Figure 6. — Inhibition of p53 and GADD45a blocked caspase-3 cleavage by chelidonine treatment in pancreatic cancer cells. After gene expression inhibition with (A) si-p53 or (B) si-GADD45a, the protein expressional changes were analyzed by western blotting on chelidonine (0 and 1 µM) treated BxPC-3 and MIA PaCa-2 cells for 48 hours. (C), (D) The band density was quantified and normalized to β-actin.

***P < .001 versus non-treated cells.

Discussion

Defective apoptotic pathway is one of the main causes allowing neoplastic cells to grow abnormally.³² Thus, induction of apoptosis is important to control cancer cell proliferation for cancer treatment.³³ Especially, as only 15% to 20% of pancreatic cancer patients have resectable disease, apoptosis inducing reagent is the most succeceful non-surgical treatment.^32,33 Therefore, we evaluated the intercellular mechanism of chelidonine-induced apoptosis in BxPC-3 cells and MIA PaCa-2 cells.

In this study, we found that chelidonine inhibited the proliferation of BxPC-3 and MIA PaCa-2 human pancreatic cancer cells in a dose- and time-dependent manner, confirming its apoptotic potential. In addition, flow cytometry analysis revealed that over 50% of BxPC-3 and MIA PaCa-2 cells exhibit early- and late-phase apoptosis after exposure to chelidonine (1 µM) for 24 h (Figure 2). Moreover, through RNA-sequencing analysis, changes over 3-fold in the expression levels of CDK and GADD45A genes were observed in both BxPC-3 and MIA PaCa-2 cells (Figure 3). These changes in expression levels following chelidonine treatment were re-confirmed through the analysis of transcription factor activity in both pancreatic cancer cell lines. During the first 48 h, chelidonine treatment increased the activation of p53 transcription factor in both BxPC-3 and MIA PaCa-2 cells (Figure 4). In addition, the mechanisms of action of chelidonine were determined by western blotting. The chelidonine treatment induced p21, p53 and GADD45a expression, as well as caspase-3 cleavage (Figure 5). Finally, anti-cancer effect of chelidonine mediated by p53 and GADD45a was re-confirmed by loss of function study using siRNA against p53 and GADD45a (Figure 6). As p53 and GADD45a play a role in cell cycle arrest and cell death, downregulation of those genes triggered cells to have anti-apoptotic and chemoresistance-related characteristics.³⁴ The reduced apoptosis vulnerability by p53 and GADD45a blocking may decrease caspase-3 expression.

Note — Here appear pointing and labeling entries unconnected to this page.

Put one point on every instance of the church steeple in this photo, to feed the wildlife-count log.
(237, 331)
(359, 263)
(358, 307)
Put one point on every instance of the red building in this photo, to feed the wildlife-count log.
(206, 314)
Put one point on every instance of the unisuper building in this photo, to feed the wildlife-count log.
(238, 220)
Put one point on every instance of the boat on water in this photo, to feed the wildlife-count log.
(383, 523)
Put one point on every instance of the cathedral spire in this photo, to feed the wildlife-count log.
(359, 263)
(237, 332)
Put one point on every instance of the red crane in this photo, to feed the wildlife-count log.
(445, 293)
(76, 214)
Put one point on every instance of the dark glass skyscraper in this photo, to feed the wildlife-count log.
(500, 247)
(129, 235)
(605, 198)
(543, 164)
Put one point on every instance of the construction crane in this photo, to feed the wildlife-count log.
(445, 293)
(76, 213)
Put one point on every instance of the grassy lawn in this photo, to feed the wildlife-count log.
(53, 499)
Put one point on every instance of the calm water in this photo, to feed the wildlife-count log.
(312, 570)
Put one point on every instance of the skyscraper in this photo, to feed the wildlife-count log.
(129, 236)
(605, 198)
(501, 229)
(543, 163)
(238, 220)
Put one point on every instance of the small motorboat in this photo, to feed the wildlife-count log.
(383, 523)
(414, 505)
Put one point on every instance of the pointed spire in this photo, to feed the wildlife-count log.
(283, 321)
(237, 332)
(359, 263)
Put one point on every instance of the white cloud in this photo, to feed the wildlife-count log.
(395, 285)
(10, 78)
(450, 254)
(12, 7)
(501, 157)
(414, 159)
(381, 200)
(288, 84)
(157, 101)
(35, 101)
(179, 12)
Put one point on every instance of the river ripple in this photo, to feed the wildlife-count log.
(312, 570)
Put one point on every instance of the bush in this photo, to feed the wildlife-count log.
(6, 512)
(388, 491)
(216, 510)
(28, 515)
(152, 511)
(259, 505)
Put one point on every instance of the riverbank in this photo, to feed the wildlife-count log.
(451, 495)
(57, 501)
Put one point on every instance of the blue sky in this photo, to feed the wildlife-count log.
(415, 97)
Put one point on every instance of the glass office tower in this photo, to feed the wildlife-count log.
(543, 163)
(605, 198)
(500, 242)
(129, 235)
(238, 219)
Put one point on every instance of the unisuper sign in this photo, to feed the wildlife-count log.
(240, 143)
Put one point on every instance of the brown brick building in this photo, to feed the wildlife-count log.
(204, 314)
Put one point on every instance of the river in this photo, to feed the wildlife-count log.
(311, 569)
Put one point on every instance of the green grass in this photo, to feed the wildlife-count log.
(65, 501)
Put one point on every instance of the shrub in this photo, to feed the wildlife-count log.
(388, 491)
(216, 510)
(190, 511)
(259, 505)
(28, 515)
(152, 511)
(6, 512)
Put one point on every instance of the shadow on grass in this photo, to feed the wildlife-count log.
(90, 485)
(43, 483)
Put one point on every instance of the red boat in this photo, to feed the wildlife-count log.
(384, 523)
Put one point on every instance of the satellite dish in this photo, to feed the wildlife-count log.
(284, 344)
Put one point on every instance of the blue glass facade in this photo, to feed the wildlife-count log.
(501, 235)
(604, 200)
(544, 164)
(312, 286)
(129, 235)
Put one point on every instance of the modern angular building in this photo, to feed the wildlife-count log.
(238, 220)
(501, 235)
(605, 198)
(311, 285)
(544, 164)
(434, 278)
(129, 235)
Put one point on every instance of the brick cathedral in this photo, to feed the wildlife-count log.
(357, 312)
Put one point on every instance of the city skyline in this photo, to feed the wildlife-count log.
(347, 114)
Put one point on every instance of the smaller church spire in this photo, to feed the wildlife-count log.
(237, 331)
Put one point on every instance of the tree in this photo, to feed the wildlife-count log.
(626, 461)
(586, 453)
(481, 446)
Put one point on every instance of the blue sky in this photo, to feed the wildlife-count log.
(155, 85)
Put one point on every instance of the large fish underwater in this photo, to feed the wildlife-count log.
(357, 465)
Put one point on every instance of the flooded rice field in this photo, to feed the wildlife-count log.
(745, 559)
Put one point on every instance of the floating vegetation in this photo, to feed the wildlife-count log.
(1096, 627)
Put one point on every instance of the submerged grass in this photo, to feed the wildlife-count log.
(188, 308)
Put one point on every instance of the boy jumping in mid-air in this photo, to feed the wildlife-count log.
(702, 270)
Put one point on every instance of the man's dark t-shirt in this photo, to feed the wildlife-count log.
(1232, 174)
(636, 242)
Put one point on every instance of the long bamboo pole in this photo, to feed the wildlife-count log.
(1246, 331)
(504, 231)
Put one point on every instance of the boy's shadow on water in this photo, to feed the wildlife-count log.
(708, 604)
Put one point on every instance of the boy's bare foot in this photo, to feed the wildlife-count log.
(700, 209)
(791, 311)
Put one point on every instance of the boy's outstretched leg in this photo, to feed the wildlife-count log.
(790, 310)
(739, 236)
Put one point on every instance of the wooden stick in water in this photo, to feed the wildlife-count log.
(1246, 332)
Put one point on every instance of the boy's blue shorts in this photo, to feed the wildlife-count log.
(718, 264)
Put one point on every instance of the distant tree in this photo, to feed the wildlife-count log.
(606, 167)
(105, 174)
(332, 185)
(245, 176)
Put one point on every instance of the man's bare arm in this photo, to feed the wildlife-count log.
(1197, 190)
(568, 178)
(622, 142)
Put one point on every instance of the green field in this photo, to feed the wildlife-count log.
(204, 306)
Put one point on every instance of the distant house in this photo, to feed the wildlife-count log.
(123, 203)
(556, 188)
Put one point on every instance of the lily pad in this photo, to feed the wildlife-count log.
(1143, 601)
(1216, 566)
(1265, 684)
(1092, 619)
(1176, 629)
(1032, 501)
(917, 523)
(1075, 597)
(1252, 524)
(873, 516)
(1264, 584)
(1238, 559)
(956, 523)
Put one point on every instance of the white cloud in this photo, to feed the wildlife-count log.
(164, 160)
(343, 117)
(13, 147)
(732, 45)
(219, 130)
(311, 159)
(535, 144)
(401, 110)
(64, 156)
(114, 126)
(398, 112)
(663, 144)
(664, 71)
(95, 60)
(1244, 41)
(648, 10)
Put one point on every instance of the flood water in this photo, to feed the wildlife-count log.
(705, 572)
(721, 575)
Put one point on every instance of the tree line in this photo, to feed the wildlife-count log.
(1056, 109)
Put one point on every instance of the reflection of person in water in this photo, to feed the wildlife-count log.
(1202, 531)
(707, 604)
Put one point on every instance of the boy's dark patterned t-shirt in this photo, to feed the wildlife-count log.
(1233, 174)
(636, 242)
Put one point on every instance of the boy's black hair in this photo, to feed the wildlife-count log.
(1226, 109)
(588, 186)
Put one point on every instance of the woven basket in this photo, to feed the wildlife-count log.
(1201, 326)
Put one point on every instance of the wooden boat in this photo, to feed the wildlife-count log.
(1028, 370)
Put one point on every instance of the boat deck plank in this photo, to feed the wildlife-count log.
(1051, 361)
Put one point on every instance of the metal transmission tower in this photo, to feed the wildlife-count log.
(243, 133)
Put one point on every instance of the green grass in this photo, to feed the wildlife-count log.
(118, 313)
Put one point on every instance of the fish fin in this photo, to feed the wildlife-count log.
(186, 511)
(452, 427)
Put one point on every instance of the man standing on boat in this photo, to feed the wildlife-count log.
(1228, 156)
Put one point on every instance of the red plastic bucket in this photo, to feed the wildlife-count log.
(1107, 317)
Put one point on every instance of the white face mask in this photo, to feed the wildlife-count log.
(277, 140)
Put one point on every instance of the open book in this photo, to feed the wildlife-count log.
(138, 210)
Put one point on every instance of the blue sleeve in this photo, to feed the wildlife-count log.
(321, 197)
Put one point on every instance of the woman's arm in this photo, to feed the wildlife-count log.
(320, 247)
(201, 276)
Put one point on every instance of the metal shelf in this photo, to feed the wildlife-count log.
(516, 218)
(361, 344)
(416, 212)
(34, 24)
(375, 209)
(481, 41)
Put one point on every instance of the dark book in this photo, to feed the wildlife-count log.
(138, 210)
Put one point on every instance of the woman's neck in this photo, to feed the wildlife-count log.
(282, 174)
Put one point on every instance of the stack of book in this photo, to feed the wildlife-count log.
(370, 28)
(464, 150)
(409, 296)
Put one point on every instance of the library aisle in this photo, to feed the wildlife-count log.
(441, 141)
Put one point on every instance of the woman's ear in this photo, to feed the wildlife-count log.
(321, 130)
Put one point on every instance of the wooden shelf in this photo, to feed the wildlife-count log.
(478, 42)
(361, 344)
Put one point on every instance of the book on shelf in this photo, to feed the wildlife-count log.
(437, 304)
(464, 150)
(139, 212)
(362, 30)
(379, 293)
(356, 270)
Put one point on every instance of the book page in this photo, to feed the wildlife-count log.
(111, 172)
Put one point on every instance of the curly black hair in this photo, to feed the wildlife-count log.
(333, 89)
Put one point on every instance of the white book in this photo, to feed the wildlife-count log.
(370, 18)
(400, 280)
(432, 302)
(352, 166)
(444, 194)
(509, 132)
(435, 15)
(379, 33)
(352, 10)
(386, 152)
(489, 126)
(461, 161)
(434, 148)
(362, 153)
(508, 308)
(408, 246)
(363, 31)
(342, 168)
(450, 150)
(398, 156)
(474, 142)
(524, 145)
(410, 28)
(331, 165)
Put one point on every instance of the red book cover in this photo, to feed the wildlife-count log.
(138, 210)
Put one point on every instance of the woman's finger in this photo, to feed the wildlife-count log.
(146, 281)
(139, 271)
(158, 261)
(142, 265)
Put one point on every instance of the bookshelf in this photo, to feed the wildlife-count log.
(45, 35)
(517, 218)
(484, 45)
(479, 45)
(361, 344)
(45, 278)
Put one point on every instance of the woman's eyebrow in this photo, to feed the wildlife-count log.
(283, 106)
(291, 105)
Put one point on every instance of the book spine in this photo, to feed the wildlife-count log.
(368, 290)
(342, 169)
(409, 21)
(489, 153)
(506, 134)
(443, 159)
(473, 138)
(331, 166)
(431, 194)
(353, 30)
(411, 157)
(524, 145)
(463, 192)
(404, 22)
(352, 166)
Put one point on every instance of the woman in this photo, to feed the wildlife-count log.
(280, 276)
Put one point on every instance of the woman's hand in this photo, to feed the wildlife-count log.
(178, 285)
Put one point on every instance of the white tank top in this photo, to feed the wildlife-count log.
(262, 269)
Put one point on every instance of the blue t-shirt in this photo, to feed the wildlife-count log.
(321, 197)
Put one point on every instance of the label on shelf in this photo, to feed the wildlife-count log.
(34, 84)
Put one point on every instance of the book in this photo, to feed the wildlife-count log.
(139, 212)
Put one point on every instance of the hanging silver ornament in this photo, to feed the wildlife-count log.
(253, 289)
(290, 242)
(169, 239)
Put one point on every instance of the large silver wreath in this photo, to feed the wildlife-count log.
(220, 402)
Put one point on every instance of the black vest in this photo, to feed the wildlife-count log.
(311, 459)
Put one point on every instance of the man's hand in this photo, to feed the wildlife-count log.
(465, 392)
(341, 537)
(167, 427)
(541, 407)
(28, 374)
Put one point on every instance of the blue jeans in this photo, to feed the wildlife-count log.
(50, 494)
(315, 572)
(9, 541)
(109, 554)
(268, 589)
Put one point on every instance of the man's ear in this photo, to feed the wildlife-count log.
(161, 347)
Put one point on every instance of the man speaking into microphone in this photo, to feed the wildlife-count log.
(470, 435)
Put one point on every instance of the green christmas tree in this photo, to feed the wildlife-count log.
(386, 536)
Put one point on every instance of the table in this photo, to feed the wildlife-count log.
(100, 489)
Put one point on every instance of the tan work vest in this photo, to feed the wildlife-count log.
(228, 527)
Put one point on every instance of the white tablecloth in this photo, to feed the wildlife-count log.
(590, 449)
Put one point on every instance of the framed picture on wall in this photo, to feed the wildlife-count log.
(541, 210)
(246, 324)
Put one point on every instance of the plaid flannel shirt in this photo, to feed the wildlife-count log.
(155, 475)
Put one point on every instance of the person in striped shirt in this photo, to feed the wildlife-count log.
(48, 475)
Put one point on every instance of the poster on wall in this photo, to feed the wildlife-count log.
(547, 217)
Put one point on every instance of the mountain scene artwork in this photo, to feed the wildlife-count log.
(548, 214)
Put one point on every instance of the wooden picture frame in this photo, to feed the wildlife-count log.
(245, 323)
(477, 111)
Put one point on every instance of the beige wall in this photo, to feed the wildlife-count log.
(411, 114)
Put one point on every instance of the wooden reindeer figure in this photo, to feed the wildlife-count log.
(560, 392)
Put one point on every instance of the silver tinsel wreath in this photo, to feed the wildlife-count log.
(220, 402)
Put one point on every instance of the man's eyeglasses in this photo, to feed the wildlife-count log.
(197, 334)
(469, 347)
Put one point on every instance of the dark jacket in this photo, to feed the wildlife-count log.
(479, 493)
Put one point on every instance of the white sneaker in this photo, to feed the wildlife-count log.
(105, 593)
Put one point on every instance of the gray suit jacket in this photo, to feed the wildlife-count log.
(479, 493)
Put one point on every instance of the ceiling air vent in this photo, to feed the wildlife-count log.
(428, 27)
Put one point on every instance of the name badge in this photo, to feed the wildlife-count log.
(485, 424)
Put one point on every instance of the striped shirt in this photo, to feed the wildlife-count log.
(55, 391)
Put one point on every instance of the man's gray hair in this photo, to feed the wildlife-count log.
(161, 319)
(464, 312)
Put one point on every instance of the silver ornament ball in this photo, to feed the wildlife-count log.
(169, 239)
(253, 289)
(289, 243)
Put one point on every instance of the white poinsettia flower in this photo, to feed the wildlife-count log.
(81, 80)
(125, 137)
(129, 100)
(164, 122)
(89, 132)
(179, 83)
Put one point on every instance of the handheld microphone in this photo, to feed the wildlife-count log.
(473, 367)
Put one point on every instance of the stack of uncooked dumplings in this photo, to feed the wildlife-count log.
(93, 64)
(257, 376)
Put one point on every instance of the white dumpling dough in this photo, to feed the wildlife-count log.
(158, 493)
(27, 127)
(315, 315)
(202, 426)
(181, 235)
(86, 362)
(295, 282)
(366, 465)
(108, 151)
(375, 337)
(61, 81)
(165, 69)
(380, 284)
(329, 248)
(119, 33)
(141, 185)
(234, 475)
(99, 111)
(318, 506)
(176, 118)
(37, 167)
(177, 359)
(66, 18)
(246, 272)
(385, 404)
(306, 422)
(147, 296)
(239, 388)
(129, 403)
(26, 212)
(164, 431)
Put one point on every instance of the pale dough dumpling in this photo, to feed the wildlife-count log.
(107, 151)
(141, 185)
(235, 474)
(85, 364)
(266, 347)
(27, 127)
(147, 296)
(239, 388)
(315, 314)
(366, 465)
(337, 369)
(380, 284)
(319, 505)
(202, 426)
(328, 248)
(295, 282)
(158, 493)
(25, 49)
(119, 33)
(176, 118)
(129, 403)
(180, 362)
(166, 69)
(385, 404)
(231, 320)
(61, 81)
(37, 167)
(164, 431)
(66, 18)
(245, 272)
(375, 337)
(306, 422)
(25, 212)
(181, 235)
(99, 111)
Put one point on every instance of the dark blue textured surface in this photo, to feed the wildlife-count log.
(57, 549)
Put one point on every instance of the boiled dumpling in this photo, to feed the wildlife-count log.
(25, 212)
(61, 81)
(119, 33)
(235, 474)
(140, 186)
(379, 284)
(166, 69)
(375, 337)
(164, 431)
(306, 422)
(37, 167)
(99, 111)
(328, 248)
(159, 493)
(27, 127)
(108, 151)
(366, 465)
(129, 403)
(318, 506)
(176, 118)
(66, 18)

CDKN1A encodes the p21 protein.^6,8 The p21 protein inhibits cyclin-dependent kinase 2 (CDK2) and proliferating cell nuclear antigen (PCNA), and is implicated in p53-dependent G1/S cell cycle arrest.⁶ Subsequently, CDK1 regulates G2/M arrest.^35,36 In the present study, chelidonine treatment resulted in increased CDKN1A and GADD45A gene expression levels, while CDK1 gene levels were decreased (Figure 3A and 3B).

The regulation of caspase-3 cleavage is dependent on p21-mediated cell cycle arrest and apoptosis downregulation.^37,38 In contrast to p21, p53 triggers apoptosis through caspase-3 cleavage by mitochondrial cytochrome c release, which is regulated by the Bax and Bcl-2 pathways.^39,40 As shown in Figure 4, chelidonine treatment upregulated p53 in both BxPC-3 and MIA PaCa-2 cells. However, B-cell lymphoma 11B (BCL11B) and nuclear factor of activated T cells (NFAT) were upregulated in BxPC-3 cells, while decreased in MIA PaCa-2. A previous study demonstrated that BCL11B, a member of the BCL family, acts as a tumor suppressor through the inhibition of mouse double minute 2 homolog (MDM2) expression in a p53-dependent manner.^41,42 In addition, in patients who have lymphoblastic leukemia, the BCL11B mutation was detected with mutated KRAS, NRAS, phosphatase and tensin homolog (PTEN), and Notch homolog 1 (NOTCH1).⁴¹ However, Grabarczyk et al⁴³ reported that BCL11B inhibition leads to malignant T cell apoptosis. NFAT is involved in immune response, calcium signaling, cell proliferation, survival, migration and invasion.^44,45 Niitsu et al^44,46 demonstrated that KRAS mutation induced tumor proliferation through the downregulation of the calcineurin-NFAT signaling pathway. Transcription factor NFAT upregulates the MDM2 oncogene, which regulates p53 expression, and promotes pancreatic cancer by inflammation, induced via the NFAT-Signal Transducer and Transcription3 (STAT3) pathway.^47,48 Although the roles of BCL11B and NFAT in pancreatic cancer remain to be explored, it can be deduced that the KRAS gene mutation in MIA PaCa-2 cells may affect the activity of both transcription factors, in contrast to BxPC-3 cells which do not display KRAS gene mutation.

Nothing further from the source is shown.